Matt Field, president of TMG, said in a statement that the C-PACE financing “provides a long-term source of sustainability capital” for 300 Lakeside.
Robbins said C-PACE will also play an important part in efforts to convert some obsolete office buildings into multifamily developments, especially with borrowing costs for construction loans more expensive in a higher interest rate environment. He added that the structure of C-PACE loans getting funded assessments on the parcel arms property owners with increased flexibility to pay back debt over longer horizons than traditional senior loans, which carry25- to 30-year terms in some instances.
GreenRock closes deals across the country, but the San Francisco firm is particularly invested in the Bay Area.
Robbin said San Francisco, which has seen lower office occupancy than other major cities amid increasing remote working trends, could especially benefit from C-PACE deals as the city works to undergo more office-to-residential conversions while also helping to tackle sustainability. He is now in the process of working on two office-to-multifamily conversion projects in San Francisco and in the southern Bay Area near San Jose.
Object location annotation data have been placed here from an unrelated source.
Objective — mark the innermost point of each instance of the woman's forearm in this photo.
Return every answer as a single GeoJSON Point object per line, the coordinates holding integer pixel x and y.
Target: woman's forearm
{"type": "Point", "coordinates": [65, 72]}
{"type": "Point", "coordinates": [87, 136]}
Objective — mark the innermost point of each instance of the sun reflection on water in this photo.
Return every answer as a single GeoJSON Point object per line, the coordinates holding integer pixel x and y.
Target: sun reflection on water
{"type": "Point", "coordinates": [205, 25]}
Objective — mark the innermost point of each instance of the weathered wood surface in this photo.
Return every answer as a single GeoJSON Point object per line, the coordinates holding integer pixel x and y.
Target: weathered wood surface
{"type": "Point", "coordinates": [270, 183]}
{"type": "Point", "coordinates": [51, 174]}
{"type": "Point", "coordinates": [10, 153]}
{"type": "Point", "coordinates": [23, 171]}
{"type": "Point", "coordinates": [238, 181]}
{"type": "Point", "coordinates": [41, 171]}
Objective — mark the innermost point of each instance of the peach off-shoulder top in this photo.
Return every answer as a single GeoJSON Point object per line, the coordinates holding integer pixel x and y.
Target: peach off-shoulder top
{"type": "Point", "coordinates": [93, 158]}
“It’s well-suited capital for transitional assets, new construction and converting assets to new uses,” Robbins said. “And because of the nature of the capital what we’re tied to in terms of the scope with energy and water and resiliency it hits on a lot of the not only the city’s mandates that they have in place for a greener carbon-free built environment, but also the ESG mandates a lot of corporations have.”